The definition of a precondition I have been trying to advertise somehow threatens us with lots of potential UB situations. You may feel as though I was encouraging you to plant more and more UB. So let me explain myself.

Let’s consider a project where you prefer that whatever wrong happens in the program ‘module’, you want this to be reported via an exception: never crash or stop or enter a UB. One example of such situation is where you have written a server, which is executing tasks: pieces of code written by different users that you have no control over. But you do not want the server to crash only because one of the users has a bug in his code, in his task/module. You want that module to throw exceptions upon any failure; even if that failure is caused by a bug. Another such example is where you do batch job which consists of doing thousands of similar small tasks.
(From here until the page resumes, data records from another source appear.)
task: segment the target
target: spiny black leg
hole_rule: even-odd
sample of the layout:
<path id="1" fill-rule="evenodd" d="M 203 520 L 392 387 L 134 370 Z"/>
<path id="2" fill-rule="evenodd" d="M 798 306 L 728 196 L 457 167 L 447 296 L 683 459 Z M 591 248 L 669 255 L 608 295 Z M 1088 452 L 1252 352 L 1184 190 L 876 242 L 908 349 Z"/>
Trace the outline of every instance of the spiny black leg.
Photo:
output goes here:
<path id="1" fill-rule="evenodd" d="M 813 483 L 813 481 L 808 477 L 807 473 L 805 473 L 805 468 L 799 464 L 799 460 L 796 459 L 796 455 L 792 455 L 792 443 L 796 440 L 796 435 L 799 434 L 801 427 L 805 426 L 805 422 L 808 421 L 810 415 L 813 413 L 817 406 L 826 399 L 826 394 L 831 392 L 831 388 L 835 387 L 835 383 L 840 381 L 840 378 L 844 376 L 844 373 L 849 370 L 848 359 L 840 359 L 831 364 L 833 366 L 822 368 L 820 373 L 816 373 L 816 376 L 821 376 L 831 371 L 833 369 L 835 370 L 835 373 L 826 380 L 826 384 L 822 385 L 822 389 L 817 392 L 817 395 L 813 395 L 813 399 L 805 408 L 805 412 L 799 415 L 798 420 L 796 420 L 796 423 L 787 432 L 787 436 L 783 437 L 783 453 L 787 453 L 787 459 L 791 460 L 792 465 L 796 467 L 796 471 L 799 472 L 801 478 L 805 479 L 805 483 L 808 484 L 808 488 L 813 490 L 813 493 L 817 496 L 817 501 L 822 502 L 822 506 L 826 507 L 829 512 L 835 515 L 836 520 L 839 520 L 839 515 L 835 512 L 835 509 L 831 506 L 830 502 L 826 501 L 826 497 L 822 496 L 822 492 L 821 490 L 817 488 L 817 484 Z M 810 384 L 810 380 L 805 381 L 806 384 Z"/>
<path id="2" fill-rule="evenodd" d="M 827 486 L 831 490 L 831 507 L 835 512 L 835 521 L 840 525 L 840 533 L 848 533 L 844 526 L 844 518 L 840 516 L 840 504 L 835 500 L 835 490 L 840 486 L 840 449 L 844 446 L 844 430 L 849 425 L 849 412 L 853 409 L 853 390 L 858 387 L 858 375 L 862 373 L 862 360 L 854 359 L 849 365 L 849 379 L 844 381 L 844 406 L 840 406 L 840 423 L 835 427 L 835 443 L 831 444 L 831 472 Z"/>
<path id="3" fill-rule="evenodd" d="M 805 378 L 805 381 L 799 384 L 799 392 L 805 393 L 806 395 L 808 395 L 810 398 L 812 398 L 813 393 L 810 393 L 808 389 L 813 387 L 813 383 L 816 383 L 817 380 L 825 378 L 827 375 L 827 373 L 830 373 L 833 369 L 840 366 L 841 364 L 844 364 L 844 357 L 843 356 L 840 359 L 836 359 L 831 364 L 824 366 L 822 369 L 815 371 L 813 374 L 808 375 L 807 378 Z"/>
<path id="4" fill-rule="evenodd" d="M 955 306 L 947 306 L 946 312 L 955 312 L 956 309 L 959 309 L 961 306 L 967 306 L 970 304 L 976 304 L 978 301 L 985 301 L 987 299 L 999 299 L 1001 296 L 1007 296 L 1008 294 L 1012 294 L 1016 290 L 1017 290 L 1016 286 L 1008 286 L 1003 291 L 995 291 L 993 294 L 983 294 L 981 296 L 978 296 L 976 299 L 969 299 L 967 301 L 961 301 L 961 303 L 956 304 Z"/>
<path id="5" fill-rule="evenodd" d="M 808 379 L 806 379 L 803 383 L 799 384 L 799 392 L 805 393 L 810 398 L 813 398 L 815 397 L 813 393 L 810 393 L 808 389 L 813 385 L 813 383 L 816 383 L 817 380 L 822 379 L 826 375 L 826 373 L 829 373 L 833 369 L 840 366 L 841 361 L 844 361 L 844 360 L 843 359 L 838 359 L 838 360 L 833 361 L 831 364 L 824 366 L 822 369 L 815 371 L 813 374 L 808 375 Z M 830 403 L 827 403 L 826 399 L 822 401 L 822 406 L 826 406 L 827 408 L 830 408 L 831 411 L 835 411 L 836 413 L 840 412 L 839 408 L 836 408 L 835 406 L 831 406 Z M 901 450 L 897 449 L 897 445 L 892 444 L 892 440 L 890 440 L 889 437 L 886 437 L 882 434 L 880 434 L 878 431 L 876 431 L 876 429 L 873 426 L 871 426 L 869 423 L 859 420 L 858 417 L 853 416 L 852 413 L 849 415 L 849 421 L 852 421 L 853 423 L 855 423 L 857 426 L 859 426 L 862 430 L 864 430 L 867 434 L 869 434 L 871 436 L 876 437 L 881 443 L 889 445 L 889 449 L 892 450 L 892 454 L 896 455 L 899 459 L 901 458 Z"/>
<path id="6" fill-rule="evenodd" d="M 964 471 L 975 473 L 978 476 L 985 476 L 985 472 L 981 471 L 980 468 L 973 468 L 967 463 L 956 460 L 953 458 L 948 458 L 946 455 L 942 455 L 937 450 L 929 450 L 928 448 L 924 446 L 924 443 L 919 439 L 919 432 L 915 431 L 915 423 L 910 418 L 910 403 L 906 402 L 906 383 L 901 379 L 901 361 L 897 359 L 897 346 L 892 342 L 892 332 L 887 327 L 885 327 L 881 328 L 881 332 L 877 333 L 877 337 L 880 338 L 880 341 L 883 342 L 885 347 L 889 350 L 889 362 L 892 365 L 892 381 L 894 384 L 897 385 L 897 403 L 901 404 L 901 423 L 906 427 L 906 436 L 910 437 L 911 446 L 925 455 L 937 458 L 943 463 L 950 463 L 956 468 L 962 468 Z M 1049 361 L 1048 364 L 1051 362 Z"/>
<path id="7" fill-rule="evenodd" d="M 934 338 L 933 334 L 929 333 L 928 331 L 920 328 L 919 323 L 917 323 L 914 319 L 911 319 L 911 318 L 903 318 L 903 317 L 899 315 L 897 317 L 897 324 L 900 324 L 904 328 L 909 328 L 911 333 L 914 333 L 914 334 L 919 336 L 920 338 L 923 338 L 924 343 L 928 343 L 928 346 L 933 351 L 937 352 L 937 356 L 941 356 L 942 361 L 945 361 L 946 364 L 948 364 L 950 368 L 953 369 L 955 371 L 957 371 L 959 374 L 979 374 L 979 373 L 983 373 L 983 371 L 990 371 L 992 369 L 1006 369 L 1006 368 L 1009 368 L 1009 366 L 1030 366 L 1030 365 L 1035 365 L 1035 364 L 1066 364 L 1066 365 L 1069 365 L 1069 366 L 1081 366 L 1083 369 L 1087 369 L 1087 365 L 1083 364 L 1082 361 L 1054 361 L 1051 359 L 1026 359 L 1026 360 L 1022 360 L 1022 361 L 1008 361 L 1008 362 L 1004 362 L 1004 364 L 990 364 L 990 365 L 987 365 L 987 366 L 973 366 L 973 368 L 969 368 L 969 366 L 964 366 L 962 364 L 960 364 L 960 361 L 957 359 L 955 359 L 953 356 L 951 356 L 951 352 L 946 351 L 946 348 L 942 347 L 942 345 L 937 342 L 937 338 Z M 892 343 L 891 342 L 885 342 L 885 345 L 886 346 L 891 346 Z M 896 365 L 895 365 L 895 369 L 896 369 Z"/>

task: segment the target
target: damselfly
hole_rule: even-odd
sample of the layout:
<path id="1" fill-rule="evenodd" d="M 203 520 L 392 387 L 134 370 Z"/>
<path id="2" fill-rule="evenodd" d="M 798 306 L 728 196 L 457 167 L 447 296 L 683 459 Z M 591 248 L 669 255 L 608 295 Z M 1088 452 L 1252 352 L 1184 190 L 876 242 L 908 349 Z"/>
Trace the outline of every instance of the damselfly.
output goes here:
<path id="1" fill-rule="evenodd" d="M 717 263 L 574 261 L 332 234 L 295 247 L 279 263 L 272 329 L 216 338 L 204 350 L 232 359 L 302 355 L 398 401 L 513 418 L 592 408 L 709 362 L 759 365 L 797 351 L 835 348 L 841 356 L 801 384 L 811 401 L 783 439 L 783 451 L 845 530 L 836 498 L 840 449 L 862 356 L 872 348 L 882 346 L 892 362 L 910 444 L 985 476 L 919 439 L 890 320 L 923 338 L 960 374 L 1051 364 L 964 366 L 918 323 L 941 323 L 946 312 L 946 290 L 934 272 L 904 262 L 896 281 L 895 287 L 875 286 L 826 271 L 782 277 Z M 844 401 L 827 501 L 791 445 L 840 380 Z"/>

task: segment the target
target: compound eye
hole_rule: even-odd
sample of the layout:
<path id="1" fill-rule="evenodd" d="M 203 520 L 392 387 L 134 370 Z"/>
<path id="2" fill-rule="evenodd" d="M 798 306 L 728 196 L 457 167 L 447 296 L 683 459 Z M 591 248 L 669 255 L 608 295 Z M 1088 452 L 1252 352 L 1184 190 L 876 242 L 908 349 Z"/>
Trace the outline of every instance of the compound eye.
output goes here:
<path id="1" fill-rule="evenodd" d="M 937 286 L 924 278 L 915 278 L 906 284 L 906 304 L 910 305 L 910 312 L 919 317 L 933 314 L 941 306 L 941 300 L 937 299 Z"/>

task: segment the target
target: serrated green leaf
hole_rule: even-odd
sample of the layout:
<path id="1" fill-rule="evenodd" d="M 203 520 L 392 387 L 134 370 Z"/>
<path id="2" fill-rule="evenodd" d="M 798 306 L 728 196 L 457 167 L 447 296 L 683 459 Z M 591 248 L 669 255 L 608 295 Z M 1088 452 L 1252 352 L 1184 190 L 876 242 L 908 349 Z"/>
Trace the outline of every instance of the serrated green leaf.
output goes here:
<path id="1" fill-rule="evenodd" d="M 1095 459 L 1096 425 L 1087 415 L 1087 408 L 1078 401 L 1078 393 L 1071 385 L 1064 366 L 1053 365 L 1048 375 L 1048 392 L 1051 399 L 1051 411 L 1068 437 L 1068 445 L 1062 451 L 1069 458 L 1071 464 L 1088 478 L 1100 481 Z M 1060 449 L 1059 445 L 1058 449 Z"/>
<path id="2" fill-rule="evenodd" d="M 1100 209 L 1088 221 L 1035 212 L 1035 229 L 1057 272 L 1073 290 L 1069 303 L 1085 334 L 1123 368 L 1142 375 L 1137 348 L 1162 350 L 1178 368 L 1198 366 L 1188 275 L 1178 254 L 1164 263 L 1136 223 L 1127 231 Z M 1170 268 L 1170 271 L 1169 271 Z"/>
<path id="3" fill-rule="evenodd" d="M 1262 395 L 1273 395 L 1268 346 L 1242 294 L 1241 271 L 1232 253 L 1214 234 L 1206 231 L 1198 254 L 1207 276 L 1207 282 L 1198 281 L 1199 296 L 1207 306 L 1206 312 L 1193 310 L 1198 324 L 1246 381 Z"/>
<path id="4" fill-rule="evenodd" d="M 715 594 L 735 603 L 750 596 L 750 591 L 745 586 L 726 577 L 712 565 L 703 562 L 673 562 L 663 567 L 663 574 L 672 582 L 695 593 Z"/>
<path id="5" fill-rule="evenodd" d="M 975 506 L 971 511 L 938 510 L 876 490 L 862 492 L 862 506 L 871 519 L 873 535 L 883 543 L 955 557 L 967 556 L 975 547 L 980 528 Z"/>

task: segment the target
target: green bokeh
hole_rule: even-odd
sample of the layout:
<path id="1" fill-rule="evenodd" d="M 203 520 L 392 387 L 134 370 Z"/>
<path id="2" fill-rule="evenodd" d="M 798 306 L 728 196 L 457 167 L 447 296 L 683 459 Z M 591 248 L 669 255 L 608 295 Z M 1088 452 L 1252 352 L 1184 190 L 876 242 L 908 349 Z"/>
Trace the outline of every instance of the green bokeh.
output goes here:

The entire process runs for a week. You do not want the failure in one task to stop the entire job (in case UB ends in a crash). You want to skip that task and to proceed to the next one. You are willing to take the risk of entering a UB and having the program do random, uncontrolled things. We will refer to such situation as “no-halt guarantee”.

Before we address the UB concern; if you require the no-halt guarantee, answer this question. In such projects, do you use std::vector’s operator [] or do you dereference raw pointers? Both these operations provide a precondition: vector’s index must be in range; dereferenced pointer must point to a valid object — at minimum it must not be null.

If your answer to this question is “I am not using these”, you probably do not require a language that works ‘close to metal’, and you could use a language based on some virtual machine, which leaves almost no room for a UB at the cost of reduced performance. Such languages do not require preconditions, because the behaviour is always defined. Somewhat simplifying things, C++ provides UB to allow maximum uncompromised run-time efficiency. The ‘UB way’ helps avoid situations where the same ‘precondition’ is checked multiple times for safety. Preconditions described in this series of posts are a generalization of this ‘UB way’ for user defined functions.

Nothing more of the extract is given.